さて、大聖人様ほどの御徳の高い仏様がなぜ国中から憎まれてこのような迫害をお受けになられたのか。
それは、当時邪法をもって国中を誑かしていた念仏・真言・禅・律等の悪僧達が国主及び民衆を煽動して大聖人様を憎ませたからこの迫害が起きたんです。
では、なぜこれらの悪僧は大聖人を憎嫉(憎み怨嫉)したのかといえば、これらの悪僧の身に第六天の魔王が入ったからですね。
この大宇宙には本来仏法を守護する諸天善神が存在するのと同時に、仏法を破壊しようとする魔の生命活動も存在している。
その魔の中の中心的存在を第六天の魔王というわけであります。
この第六天の魔王の働きについて大聖人様は『最蓮房御返事』に(これは、佐渡で仰せられたんですが)次のように仰せ下されております。
「日本乃至漢土・月氏・一閻浮提に人ごとに有智・無智をきらはず、一同に他事を捨てて南無妙法蓮華経と唱うべし」
ゆえに、もし下種の御本仏が末法に御出現する事を知れば、第六天の魔王は多くの眷属を率いて自ら打ち下って念仏・真言・禅・律等の高僧達の身に入って一国を煽動して大聖人の御命を奪わんとするのです。
かくて、大慈大悲の大聖人様がかえって国中から憎まれ、悪口罵詈され、ついには流罪・死罪の大難をお受けになったのであります。
この事を『撰時抄』にはこう仰せになっておられます。
「予、日本の体を見るに、第六天の魔王智者の身に入りて正師を邪師と為し、善師を悪師と為す、経に『悪鬼其の身に入る』とは是れなり。
日蓮智者に非ずと雖も、第六天の魔王其の身に入らんとするに、兼ねての用心深ければ身に寄せ付けず。
ゆえに、天魔力及ばずして王臣を始めとして良観等の愚癡の法師ばらに取りついて日蓮を怨むなり」
とこう仰せであります。こういう事ですね。
念仏宗の法然、真言宗の弘法、天台宗の慈覚・智証とこれらの者どもはことごとく邪師となって法華経を捨てた。

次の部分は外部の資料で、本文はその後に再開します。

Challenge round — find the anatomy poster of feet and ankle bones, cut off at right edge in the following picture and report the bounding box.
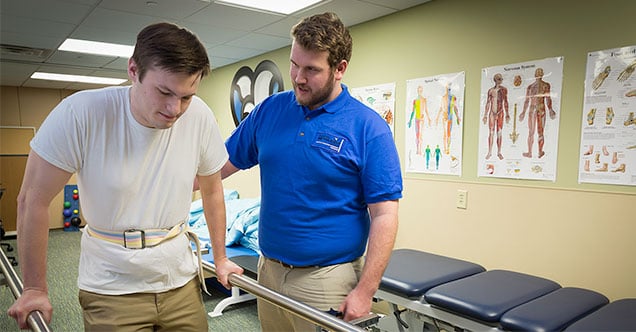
[579,46,636,186]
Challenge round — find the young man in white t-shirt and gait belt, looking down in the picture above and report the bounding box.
[8,23,242,331]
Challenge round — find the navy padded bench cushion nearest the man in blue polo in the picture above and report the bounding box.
[380,249,485,298]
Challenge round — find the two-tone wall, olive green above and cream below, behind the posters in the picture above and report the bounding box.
[200,0,636,299]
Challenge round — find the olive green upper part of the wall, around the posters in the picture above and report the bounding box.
[201,0,636,193]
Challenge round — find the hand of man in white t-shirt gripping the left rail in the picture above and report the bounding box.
[7,288,53,330]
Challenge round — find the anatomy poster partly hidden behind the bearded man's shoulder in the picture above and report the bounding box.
[350,83,395,136]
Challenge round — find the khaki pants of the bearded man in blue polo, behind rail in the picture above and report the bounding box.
[257,256,362,332]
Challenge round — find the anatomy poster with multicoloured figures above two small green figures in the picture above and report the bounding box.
[405,72,466,176]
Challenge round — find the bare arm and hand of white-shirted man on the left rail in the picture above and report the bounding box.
[8,151,72,329]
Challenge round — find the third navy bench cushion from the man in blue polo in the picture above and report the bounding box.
[500,287,609,332]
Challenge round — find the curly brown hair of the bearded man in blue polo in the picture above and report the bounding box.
[291,12,353,68]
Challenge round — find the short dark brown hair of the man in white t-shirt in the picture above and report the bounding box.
[132,22,210,81]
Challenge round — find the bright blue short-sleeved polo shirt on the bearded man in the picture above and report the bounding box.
[226,85,402,266]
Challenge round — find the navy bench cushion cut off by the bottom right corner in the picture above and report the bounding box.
[565,299,636,331]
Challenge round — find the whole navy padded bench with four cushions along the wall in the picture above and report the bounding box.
[376,249,636,332]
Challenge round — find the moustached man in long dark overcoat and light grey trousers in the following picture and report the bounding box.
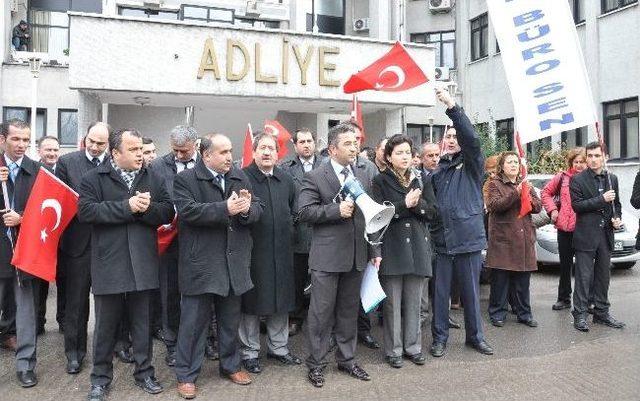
[239,133,302,373]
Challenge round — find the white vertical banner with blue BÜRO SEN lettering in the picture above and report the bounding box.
[487,0,596,143]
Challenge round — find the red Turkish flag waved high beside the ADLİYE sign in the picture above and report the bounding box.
[342,42,428,93]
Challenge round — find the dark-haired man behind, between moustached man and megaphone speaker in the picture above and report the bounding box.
[280,128,324,336]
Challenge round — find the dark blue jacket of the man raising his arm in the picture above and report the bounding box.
[432,105,487,255]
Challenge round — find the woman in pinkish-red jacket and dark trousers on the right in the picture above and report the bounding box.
[540,147,587,310]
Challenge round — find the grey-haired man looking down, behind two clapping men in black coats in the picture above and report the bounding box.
[151,125,198,366]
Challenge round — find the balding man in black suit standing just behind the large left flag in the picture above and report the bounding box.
[56,122,111,374]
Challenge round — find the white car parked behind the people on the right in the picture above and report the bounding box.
[527,174,640,269]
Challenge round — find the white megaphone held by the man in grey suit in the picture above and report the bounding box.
[339,175,396,245]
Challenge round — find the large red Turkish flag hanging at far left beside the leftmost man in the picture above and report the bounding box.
[11,167,78,281]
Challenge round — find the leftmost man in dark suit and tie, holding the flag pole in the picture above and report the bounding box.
[0,120,40,387]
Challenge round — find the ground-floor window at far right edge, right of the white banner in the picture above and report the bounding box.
[603,98,640,159]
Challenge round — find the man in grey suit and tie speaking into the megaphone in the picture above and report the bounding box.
[298,124,381,387]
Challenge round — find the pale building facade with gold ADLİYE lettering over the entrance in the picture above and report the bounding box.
[0,0,640,211]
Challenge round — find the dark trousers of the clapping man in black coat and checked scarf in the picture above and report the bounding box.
[91,291,154,386]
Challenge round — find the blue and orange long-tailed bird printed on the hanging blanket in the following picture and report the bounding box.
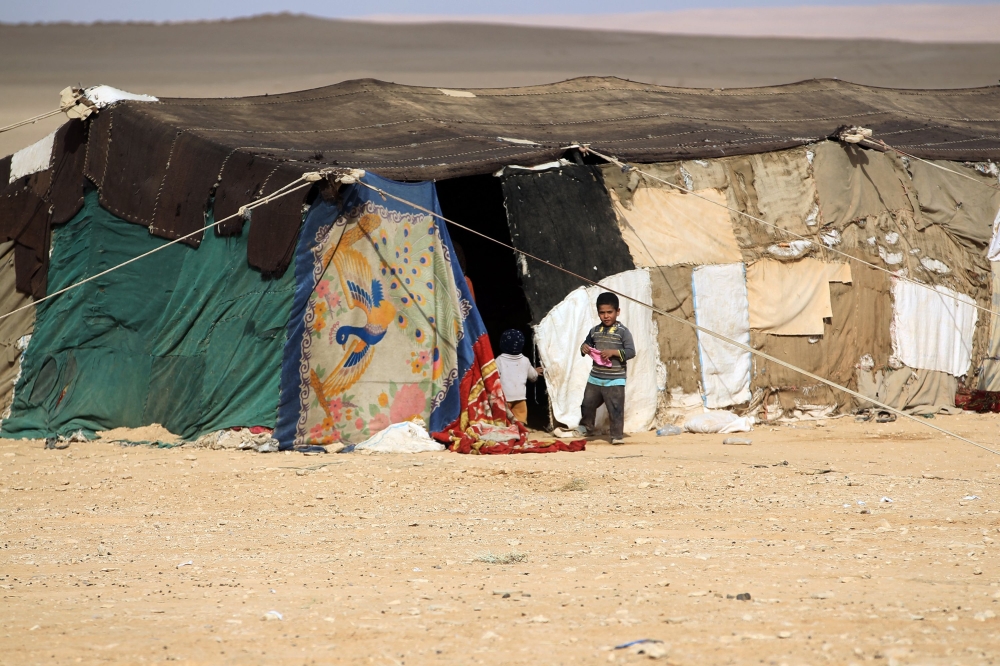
[309,214,396,416]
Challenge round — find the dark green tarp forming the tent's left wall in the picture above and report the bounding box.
[2,192,295,439]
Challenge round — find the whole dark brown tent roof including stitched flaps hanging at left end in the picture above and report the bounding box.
[0,77,1000,290]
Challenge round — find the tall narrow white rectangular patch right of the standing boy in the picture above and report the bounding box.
[691,264,750,409]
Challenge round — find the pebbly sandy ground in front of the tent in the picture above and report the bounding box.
[0,415,1000,665]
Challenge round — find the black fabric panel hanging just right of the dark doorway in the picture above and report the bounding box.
[502,166,635,324]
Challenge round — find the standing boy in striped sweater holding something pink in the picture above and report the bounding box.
[577,291,635,445]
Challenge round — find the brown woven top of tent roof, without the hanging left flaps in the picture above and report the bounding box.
[115,77,1000,180]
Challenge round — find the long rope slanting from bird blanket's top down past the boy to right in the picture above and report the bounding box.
[356,180,1000,455]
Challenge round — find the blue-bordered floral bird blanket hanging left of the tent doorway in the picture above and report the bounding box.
[275,174,506,447]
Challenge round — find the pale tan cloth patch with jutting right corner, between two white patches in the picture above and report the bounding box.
[747,259,851,335]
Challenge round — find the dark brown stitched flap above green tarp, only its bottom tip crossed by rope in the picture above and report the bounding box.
[149,133,230,247]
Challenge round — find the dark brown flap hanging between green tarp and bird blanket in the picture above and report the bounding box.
[247,165,310,277]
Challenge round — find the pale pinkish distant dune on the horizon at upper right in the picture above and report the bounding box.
[368,4,1000,42]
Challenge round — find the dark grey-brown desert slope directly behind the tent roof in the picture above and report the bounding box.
[0,12,1000,155]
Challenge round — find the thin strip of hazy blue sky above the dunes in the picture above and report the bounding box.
[0,0,1000,23]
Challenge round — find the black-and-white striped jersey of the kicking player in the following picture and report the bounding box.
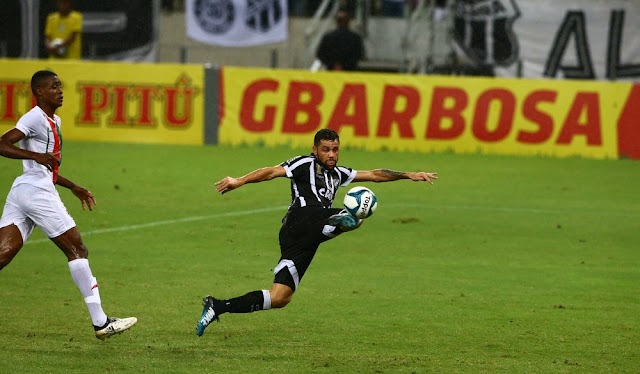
[280,154,356,209]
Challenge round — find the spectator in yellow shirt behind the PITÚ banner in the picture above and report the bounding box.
[44,0,82,59]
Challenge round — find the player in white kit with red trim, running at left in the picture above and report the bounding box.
[0,70,138,339]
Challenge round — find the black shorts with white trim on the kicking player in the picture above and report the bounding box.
[273,207,341,291]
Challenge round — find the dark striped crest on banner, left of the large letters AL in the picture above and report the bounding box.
[455,0,520,66]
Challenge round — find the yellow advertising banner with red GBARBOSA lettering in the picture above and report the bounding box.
[219,67,632,158]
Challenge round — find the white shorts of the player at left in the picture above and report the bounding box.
[0,184,76,243]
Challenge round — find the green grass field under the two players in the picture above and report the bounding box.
[0,142,640,373]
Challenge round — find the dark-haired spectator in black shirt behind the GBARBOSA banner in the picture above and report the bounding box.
[316,8,364,71]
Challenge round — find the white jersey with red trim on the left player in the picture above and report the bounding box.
[13,106,62,190]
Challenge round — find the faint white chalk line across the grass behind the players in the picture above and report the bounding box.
[25,204,640,245]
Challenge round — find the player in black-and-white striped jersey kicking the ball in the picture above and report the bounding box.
[196,129,438,336]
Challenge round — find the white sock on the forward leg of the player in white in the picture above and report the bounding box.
[69,258,107,326]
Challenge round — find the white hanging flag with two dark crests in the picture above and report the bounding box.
[185,0,288,47]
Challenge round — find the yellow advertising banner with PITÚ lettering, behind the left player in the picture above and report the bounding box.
[0,59,204,144]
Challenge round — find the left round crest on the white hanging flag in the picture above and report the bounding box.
[193,0,236,34]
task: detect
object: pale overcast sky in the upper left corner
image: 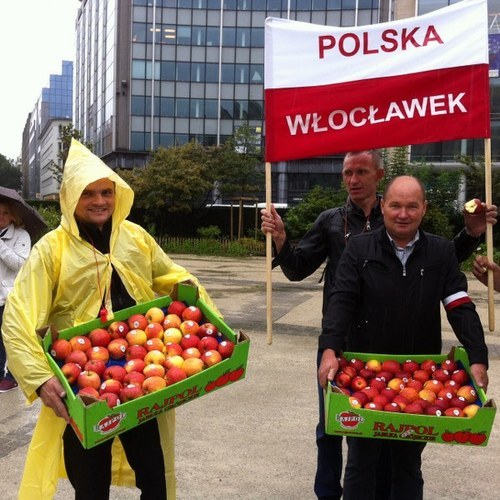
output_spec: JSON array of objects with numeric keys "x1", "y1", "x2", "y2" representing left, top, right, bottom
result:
[{"x1": 0, "y1": 0, "x2": 80, "y2": 159}]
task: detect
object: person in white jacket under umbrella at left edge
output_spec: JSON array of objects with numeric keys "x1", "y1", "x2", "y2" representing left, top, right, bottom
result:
[{"x1": 0, "y1": 198, "x2": 31, "y2": 393}]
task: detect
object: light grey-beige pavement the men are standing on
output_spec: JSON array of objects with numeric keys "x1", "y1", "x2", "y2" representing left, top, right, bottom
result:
[{"x1": 0, "y1": 255, "x2": 500, "y2": 500}]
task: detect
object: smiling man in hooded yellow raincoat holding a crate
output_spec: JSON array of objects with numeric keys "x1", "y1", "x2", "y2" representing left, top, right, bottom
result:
[{"x1": 3, "y1": 140, "x2": 216, "y2": 500}]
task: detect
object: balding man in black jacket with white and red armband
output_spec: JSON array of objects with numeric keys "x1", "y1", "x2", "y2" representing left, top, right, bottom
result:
[{"x1": 318, "y1": 176, "x2": 488, "y2": 500}]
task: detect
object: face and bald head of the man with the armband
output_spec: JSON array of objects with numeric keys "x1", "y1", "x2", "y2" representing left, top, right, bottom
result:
[{"x1": 381, "y1": 177, "x2": 427, "y2": 246}]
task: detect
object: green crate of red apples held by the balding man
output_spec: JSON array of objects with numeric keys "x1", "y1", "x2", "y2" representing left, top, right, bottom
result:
[{"x1": 326, "y1": 347, "x2": 495, "y2": 445}]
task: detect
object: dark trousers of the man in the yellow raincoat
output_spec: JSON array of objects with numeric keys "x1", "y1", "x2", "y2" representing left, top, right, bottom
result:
[{"x1": 63, "y1": 419, "x2": 167, "y2": 500}]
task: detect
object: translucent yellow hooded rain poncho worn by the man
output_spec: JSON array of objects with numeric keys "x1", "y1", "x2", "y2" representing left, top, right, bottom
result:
[{"x1": 2, "y1": 140, "x2": 217, "y2": 500}]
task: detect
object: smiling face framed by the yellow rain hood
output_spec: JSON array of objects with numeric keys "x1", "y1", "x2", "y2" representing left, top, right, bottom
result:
[{"x1": 75, "y1": 179, "x2": 115, "y2": 229}]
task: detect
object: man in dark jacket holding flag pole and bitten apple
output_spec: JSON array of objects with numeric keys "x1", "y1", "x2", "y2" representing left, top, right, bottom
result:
[{"x1": 261, "y1": 150, "x2": 497, "y2": 500}]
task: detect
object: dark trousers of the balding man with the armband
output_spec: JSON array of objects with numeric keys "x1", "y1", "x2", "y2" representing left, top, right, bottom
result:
[{"x1": 343, "y1": 438, "x2": 425, "y2": 500}]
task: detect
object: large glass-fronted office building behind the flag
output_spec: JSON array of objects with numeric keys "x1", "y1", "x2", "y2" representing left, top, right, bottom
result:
[{"x1": 74, "y1": 0, "x2": 500, "y2": 204}]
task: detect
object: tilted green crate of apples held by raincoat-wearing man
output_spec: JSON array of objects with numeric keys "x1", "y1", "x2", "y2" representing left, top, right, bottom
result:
[{"x1": 43, "y1": 285, "x2": 249, "y2": 447}]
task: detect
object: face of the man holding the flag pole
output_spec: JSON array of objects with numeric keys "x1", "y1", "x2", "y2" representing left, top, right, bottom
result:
[{"x1": 342, "y1": 152, "x2": 384, "y2": 205}]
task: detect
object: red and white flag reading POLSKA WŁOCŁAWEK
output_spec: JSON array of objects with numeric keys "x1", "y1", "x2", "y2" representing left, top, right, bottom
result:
[{"x1": 264, "y1": 0, "x2": 490, "y2": 162}]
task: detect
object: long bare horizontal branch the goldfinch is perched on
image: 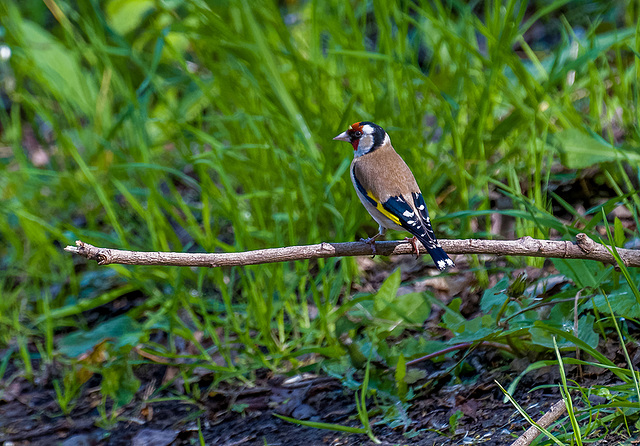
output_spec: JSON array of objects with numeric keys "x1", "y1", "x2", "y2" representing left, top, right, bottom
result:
[{"x1": 65, "y1": 234, "x2": 640, "y2": 268}]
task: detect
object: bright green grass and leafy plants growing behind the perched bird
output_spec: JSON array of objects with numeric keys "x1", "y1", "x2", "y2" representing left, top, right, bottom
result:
[{"x1": 0, "y1": 0, "x2": 640, "y2": 435}]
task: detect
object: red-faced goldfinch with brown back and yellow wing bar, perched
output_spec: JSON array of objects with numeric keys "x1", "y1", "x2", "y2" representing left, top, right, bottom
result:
[{"x1": 333, "y1": 121, "x2": 455, "y2": 271}]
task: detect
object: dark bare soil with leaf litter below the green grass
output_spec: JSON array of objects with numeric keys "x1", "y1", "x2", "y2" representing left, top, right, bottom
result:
[{"x1": 0, "y1": 344, "x2": 640, "y2": 446}]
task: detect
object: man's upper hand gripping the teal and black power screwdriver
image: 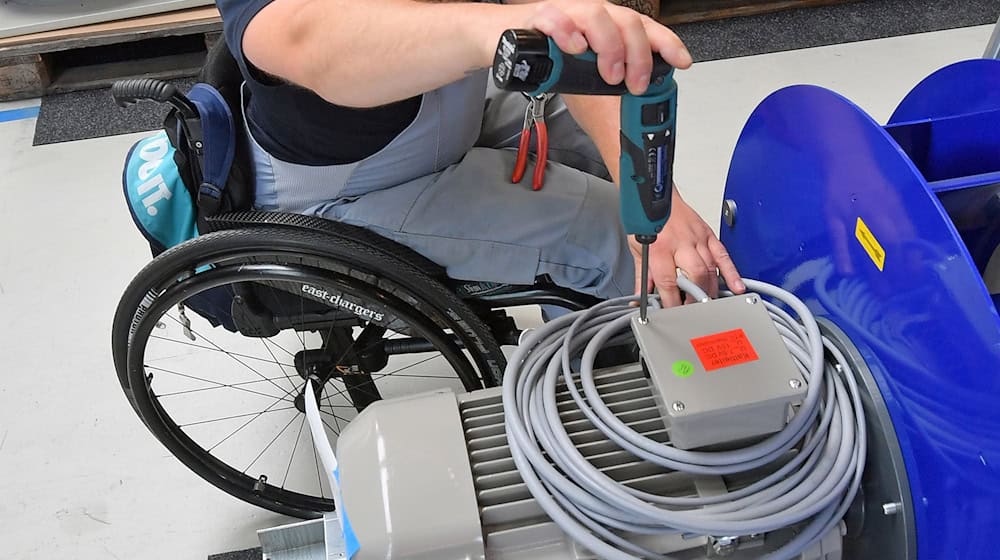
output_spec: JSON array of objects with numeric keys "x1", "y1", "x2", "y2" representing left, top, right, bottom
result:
[{"x1": 528, "y1": 0, "x2": 691, "y2": 95}]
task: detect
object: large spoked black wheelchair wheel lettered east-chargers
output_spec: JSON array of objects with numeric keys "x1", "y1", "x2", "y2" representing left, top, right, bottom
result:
[{"x1": 112, "y1": 227, "x2": 505, "y2": 517}]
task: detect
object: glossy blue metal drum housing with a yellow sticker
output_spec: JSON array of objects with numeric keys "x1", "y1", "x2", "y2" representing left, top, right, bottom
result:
[{"x1": 721, "y1": 60, "x2": 1000, "y2": 560}]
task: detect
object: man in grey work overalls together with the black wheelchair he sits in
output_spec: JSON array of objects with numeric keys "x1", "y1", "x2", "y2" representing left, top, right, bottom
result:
[{"x1": 112, "y1": 0, "x2": 743, "y2": 516}]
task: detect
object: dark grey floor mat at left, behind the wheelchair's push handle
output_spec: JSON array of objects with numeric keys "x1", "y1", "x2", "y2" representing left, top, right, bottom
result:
[{"x1": 33, "y1": 78, "x2": 194, "y2": 146}]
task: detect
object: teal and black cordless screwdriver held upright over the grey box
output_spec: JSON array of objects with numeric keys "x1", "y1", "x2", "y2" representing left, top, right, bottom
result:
[{"x1": 493, "y1": 29, "x2": 677, "y2": 322}]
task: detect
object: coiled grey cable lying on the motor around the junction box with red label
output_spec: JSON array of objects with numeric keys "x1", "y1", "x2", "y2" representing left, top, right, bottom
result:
[{"x1": 503, "y1": 276, "x2": 867, "y2": 560}]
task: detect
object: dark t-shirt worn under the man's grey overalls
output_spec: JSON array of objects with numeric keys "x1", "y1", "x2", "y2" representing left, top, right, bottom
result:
[{"x1": 216, "y1": 0, "x2": 420, "y2": 165}]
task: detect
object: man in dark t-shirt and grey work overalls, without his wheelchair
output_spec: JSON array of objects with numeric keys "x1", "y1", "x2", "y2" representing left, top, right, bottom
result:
[{"x1": 229, "y1": 0, "x2": 738, "y2": 303}]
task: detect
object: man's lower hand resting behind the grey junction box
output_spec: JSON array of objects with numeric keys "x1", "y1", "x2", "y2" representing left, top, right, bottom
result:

これも、第六天の魔王が彼らの身に入ったからであります。
このように、第六天の魔王は智者といわれるような者達の身に入って堕落させ、邪法を弘めさせる力を持っているんです。
いわんや、全人類成仏の大法をただ御一人知り給う日蓮大聖人に対して天魔が「何としても大聖人の身に入らん」とする事を図らない事はあり得ないんです。
「何としても大聖人の御身に入りたい」これが、第六天の魔王の狙いであります。
だが、第六天の魔王は大聖人様の御身に入る事はできなかった。
それは「兼ねての用心深ければ身に寄せ付けず」と仰せのこのゆえですね。
法然・弘法・慈覚・智証は世俗の名利が強く、欲深く、かつ臆病であったから天魔がその身に入ったんです。
広布前夜の今において池田大作の身に入ったのもこのゆえですよ。
池田大作もまた世俗の名利が強く、欲深く、かつ臆病であった。ゆえに、天魔がその身に入るわけであります。